The 2012 AAOS-ADA Clinical Practice Guideline, which was developed using a systematic evidence-based process, provided no specific direction in managing individual patients and created confusion.121 In 2014, the American Dental Association Council of Scientific Affairs convened a panel of experts to develop an evidence based clinical practice guideline intended to clarify the issue.
The 2014 Panel found (1) no association between dental procedure-related transient bacteremia and prosthetic joint infection, and (2) no evidence that antibacterial agents administered prior to dental procedures prevent joint infarctions. The Panel also concluded that because of potential harmful effects of antibacterial agents such as allergic reaction and superinfections, the risks of antibacterial prophylaxis may exceed any benefit for most patients. Therefore, in general, the administration of antibacterial prophylaxis is not recommended for patients with prosthetic joints undergoing dental procedures.122
Prevention of Infection in Patients with Various Medical Conditions Undergoing Dental Procedures
A number of systemic conditions, e.g., neutropenia, asplenia, diabetes mellitus, end-stage renal disease, immunosuppression, systemic lupus erythematosus, and others are commonly cited as conditions that predispose a patient to bacteremia-induced infections. Evidence that a particular bacteremia-producing dental procedure caused a specific case of infection is circumstantial at best and no definitive, scientific evidence supports the use of prophylactic antibiotics.123-125
Most importantly, clinicians should amplify their efforts to ensure that all patients understand the critical importance of maintaining optimal oral health, which could serve to reduce the severity of both self-induced and treatment-induced bacteremia. In the absence of evidence or consensus on the issue, oral healthcare providers should weigh the benefits of antibacterial prophylaxis against the risks of ADEs, including the development of drug resistance.
Prevention of Surgical-site Infection in Patients Undergoing Open Reduction and Fixation of Mandibular Fractures
The benefit of pre- and intra-operative antibacterial chemotherapy when treating open mandibular fractures has long been established.126-128 More recently, a prospective randomized trial evaluated the efficacy of post-operative prophylactic antibacterial chemotherapy in association with open reduction and internal fixation of mandibular fractures and found no statistically significant benefit.129 However, investigators concluded that tobacco and alcohol appear to be significant risk factors for post-operative infections.

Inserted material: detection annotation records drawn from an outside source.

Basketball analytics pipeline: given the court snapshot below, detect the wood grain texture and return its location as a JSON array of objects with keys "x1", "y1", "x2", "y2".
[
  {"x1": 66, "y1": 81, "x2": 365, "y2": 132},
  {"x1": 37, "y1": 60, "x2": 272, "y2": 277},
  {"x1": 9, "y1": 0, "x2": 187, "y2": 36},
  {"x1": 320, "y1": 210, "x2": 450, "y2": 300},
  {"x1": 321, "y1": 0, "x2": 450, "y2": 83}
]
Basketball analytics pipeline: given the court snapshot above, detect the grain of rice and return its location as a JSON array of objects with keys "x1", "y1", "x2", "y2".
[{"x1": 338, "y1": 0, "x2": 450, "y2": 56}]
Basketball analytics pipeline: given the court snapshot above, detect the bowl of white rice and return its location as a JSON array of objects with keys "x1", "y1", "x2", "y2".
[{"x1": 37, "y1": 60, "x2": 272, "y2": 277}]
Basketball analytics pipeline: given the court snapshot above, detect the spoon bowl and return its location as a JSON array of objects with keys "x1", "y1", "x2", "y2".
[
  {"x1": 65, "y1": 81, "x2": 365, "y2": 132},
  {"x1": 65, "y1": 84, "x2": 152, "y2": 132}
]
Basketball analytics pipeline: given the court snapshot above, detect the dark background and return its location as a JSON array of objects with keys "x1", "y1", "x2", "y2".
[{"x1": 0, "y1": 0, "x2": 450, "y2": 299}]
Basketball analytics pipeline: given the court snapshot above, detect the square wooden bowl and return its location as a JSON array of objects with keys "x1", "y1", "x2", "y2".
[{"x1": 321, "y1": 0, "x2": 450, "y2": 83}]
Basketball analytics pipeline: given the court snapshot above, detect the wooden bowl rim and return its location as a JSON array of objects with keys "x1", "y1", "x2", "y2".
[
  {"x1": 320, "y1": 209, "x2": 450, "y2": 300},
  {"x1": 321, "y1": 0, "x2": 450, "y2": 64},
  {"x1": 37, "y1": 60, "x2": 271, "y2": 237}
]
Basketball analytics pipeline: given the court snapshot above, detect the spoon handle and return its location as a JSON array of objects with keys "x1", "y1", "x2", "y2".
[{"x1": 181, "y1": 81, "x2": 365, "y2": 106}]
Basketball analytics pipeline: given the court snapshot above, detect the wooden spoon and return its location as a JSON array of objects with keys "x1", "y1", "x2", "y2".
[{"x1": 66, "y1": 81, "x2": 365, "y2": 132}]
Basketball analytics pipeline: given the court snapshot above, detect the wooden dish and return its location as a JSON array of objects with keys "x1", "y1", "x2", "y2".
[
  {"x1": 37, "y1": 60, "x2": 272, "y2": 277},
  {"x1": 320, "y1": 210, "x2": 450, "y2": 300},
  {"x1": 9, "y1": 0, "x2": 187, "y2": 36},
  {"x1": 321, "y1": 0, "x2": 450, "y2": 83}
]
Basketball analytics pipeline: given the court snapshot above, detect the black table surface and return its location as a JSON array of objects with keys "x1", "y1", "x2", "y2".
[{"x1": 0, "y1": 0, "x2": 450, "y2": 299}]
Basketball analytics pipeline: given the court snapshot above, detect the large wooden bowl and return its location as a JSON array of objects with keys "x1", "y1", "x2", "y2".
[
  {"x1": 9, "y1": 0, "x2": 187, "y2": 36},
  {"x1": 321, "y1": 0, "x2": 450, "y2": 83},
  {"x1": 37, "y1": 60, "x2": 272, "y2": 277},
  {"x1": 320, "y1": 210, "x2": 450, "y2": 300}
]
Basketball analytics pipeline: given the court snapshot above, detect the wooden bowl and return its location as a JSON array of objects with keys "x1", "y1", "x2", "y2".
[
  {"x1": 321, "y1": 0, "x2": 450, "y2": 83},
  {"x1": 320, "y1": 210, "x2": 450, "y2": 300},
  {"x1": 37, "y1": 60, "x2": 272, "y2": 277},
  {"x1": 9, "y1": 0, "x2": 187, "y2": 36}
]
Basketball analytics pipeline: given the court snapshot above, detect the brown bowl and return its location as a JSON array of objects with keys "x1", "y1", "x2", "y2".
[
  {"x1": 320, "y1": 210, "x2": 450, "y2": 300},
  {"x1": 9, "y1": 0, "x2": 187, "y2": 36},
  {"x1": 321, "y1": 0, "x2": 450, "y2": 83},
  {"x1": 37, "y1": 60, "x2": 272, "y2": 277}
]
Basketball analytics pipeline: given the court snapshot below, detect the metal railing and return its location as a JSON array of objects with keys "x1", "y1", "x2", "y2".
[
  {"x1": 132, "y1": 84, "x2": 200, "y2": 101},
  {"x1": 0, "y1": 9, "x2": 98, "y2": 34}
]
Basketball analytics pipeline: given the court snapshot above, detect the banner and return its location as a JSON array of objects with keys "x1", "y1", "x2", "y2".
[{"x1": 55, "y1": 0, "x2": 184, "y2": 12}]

Prevention of Surgical-site Infection in Patients Undergoing Head and Neck Oncology Surgery
The incidence of wound infection in patients undergoing head and neck oncology surgery has been reported to be as high as 87%, often with devastating consequences.130 Based on the best current evidence, it is recommended that prophylactic antibacterial agents, covering aerobic gram-positive cocci and gram-negative bacilli, and anaerobic bacteria be administered in association with clean and clean-contaminated head and neck oncology surgery.130 There is no evidence that prophylactic antibacterial agents offer any benefit in clean surgery for benign disease.